A guide to distributed tracing with Linkerd
We’re happy to announce that Linkerd 2.6 adds support for distributed tracing! This means that Linkerd data plane proxies can now emit trace spans, allowing you to see the exact amount of time that requests spend in the Linkerd proxy for traced requests. Since using distributed tracing in practice can be quite difficult, in this post, we’ve assembled a reference architecture with our recommendation on the best way to make use of distributed tracing with Linkerd.
Overview
Tracing can be an invaluable tool in debugging distributed systems performance, especially for identifying bottlenecks and understanding the latency cost of each component in your system.

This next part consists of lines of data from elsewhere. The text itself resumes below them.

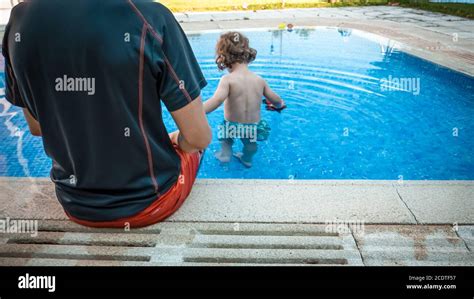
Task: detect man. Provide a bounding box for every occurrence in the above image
[3,0,211,227]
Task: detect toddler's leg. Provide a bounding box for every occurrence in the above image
[215,138,234,163]
[234,139,258,168]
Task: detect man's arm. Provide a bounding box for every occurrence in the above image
[204,77,230,114]
[170,96,212,153]
[23,108,42,137]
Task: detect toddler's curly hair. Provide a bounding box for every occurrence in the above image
[216,32,257,71]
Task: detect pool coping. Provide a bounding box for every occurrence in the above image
[175,6,474,77]
[0,177,474,225]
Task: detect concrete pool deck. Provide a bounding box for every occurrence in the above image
[0,6,474,265]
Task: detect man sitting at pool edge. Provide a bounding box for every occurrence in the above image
[2,0,212,228]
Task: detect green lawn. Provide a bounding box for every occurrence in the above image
[160,0,474,19]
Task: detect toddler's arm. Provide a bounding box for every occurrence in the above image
[204,76,230,114]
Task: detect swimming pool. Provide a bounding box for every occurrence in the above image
[0,27,474,180]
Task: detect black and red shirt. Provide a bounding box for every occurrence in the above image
[3,0,206,221]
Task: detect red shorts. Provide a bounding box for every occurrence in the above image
[66,146,202,228]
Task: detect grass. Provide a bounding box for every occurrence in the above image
[160,0,474,19]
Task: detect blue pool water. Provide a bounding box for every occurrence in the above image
[0,28,474,180]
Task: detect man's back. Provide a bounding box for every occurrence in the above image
[3,0,205,221]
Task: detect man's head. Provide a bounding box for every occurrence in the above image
[216,32,257,71]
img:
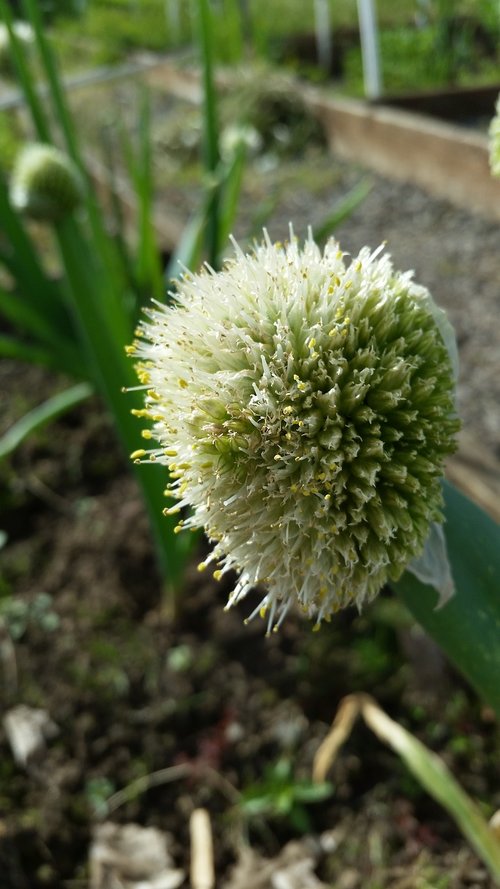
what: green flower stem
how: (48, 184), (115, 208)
(57, 219), (190, 595)
(0, 0), (51, 142)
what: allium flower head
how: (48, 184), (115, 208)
(131, 235), (458, 626)
(489, 96), (500, 176)
(10, 143), (84, 222)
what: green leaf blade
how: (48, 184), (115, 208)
(393, 482), (500, 716)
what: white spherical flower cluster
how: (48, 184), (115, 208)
(129, 235), (458, 628)
(489, 96), (500, 177)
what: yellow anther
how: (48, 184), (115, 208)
(130, 448), (147, 460)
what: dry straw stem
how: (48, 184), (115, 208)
(189, 809), (215, 889)
(313, 694), (500, 885)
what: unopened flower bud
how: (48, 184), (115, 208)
(10, 143), (84, 222)
(0, 22), (33, 77)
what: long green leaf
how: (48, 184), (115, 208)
(0, 0), (51, 142)
(0, 383), (94, 460)
(196, 0), (220, 268)
(219, 141), (247, 250)
(57, 219), (194, 593)
(0, 334), (77, 376)
(393, 483), (500, 716)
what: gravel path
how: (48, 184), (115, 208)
(260, 160), (500, 459)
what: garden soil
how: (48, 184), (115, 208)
(0, 155), (500, 889)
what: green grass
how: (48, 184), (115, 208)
(45, 0), (499, 95)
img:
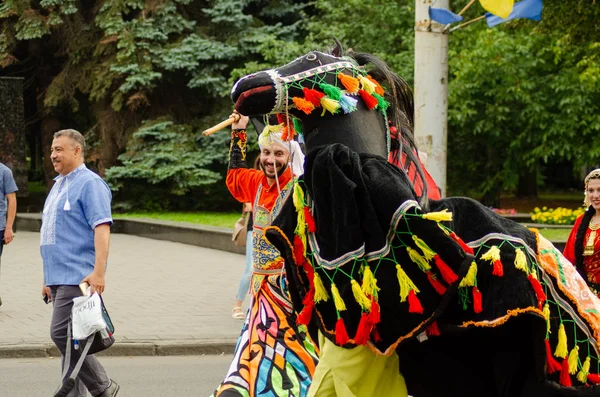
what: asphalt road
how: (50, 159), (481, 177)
(0, 355), (232, 397)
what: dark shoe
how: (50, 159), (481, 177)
(96, 379), (119, 397)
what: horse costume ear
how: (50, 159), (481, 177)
(331, 37), (344, 58)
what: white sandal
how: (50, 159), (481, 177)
(231, 306), (246, 320)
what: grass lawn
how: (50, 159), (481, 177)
(539, 229), (571, 241)
(114, 212), (241, 229)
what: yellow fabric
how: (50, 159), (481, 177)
(307, 332), (408, 397)
(479, 0), (515, 19)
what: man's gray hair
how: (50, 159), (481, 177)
(54, 129), (85, 157)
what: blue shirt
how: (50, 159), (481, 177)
(40, 164), (112, 285)
(0, 163), (19, 230)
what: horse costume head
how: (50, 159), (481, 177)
(231, 43), (427, 203)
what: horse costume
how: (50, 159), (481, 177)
(232, 45), (600, 397)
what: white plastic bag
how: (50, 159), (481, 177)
(71, 293), (106, 340)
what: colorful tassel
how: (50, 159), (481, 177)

If you’re not already familiar with the idea behind distributed tracing, the OpenTelemetry Observability Primer gives a good overview of the concepts. The promises of distributed tracing are exciting, but in our experience, there are significant barriers to achieving those promises in practice.
First, the distributed tracing ecosystem is very complex. It includes a dizzying array of projects such as Zipkin, Jaeger, OpenTracing, OpenCensus, OpenTelemetry, and many many others, each with partially overlapping sets of functionality. There are complex matrices of which projects can interoperate with which other projects and in which ways.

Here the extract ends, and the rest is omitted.